L’Fda ha stabilito che l’antiaritmico dronedarone non debba essere prescritto ai pazienti con fibrillazione atriale (FA) permanente. In questi casi, secondo i dati raccolti dall’agenzia americana, l’uso del farmaco può raddoppiare il tasso di morti cardiovascolari, stroke e scompenso cardiaco.

La revisione del labelling del farmaco era iniziata lo scorso mese di luglio sulla base dei dati di due studi clinici, uno dei quali è lo studio PALLAS, i cui dati definitivi sono appena stati pubblicato sul NEJM. Nel PALLAS il rischio complessivo di eventi vascolari maggiori dei paziente trattati con dronedarone è risultato 2,2 volte maggiore rispetti ai controlli. Sulla base di questi dati, lo scorso luglio, il Data Monitoring Committee dello studio aveva deciso che il trial dovesse  essere stato interrotto in anticipo.

Già in precedenza la scheda tecnica americana del farmaco era stata integrate con i dati che evidenziavano possibili rischi epatici e con un “boxed warning” sull’impiego nei pazienti con scompenso cardiaco.

Lo scorso mese di settembre, l’Ema aveva stabilito che l’impiego del farmaco dovesse essere limitato ai pazienti con fibrillazione atriale parossistica o persistente.
Dronedarone blocca i canali del calcio, del potassio e del sodio, e ha anche effetti antiadrenergici. E' un derivato dell'amiodarone, che di tutti gli antiaritmici  è quello più efficace nella FA. A differenza di quest'ultimo, non contiene iodio e non possiede quindi una buona parte degli effetti indesiderati evidenziati dallo stesso amiodarone, principalmente a livello della tiroide.

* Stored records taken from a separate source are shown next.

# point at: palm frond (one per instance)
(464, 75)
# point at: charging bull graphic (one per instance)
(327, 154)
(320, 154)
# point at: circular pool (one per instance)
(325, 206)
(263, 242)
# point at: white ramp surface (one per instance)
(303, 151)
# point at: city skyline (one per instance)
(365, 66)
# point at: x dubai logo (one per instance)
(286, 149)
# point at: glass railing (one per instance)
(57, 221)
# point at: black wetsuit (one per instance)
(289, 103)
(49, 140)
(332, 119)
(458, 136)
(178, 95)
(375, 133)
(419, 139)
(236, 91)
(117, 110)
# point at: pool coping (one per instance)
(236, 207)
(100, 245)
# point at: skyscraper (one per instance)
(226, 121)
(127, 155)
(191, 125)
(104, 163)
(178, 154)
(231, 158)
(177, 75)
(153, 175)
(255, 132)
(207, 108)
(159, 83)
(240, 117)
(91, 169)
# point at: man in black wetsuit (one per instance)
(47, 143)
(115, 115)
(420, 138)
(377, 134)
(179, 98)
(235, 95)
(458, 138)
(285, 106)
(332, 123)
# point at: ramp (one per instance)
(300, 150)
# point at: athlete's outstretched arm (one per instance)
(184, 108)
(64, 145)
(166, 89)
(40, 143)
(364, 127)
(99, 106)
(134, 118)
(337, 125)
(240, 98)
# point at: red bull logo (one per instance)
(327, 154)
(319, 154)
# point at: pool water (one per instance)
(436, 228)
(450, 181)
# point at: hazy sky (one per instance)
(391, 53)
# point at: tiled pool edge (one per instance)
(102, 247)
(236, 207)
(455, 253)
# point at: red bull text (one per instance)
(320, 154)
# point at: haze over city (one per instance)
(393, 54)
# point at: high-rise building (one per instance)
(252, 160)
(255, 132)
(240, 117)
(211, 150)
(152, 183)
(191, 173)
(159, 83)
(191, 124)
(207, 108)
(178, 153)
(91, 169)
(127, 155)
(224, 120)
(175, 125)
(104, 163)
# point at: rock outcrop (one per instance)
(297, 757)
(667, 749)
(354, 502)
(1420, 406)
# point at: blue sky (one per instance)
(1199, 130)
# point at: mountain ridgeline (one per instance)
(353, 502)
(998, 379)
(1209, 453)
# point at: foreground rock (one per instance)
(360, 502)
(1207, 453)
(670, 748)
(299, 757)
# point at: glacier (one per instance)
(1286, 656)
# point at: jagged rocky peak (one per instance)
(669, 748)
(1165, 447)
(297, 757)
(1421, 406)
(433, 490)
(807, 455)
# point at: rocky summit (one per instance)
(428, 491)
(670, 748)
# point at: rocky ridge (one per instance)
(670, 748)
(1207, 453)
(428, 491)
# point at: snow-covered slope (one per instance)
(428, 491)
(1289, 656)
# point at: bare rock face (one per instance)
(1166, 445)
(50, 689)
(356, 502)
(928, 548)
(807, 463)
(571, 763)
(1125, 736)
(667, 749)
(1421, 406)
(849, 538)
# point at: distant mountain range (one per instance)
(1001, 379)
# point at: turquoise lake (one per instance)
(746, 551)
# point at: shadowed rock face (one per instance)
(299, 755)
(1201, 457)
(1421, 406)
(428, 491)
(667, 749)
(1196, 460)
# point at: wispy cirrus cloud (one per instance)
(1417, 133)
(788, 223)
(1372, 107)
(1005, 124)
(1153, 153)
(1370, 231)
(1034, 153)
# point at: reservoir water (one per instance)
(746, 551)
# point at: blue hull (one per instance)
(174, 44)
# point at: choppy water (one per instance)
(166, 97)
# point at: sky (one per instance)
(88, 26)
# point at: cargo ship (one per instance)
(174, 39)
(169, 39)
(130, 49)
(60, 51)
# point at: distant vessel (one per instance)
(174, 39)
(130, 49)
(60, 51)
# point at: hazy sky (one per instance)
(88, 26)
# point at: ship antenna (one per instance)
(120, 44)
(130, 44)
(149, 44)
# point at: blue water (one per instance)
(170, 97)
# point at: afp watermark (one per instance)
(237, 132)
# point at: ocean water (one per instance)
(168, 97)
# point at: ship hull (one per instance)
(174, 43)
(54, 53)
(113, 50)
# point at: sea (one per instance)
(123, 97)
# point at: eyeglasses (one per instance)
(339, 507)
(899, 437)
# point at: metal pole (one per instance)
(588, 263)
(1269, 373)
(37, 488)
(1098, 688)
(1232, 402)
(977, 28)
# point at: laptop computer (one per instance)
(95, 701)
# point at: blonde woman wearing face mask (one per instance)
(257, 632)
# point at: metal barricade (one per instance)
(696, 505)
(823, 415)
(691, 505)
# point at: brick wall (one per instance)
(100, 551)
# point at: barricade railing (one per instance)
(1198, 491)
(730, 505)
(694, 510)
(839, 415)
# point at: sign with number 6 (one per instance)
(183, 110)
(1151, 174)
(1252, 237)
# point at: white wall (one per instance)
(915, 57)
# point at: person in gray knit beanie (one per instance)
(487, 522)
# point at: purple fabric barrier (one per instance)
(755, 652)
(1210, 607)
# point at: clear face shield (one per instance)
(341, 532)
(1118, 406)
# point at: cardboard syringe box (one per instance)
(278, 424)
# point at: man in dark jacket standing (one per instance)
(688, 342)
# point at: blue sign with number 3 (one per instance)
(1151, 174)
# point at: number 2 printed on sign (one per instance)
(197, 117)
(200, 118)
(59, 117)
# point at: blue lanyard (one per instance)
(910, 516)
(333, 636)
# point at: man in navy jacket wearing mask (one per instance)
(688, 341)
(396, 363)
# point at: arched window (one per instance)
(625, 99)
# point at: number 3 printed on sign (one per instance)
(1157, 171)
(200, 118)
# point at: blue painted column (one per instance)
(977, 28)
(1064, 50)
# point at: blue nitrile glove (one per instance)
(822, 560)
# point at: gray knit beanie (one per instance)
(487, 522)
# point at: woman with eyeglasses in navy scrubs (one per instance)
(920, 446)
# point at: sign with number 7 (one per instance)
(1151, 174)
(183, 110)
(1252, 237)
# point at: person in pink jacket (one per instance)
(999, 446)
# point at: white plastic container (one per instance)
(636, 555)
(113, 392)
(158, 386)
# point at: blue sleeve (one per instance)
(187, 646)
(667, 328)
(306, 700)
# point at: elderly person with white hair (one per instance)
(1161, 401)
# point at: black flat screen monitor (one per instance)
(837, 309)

Si stima che in Europa la FA colpisca circa 4,5 milioni di persone mentre in Italia i malati sono circa 500mila, con 50-100mila nuovi casi ogni anno. Il dato, tuttavia è sottostimato perché non tiene conto di tutti i pazienti che hanno forme silenti, pericolose perché si tratta di pazienti non protetti con alcun farmaco specifico.
La FA è una causa maggiore di ricoveri ospedalieri e di mortalità e si sta imponendo quale problema sanitario emergente per via del progressivo invecchiamento della popolazione, tanto che nelle persone oltre gli 80 anni ha una prevalenza del 10%.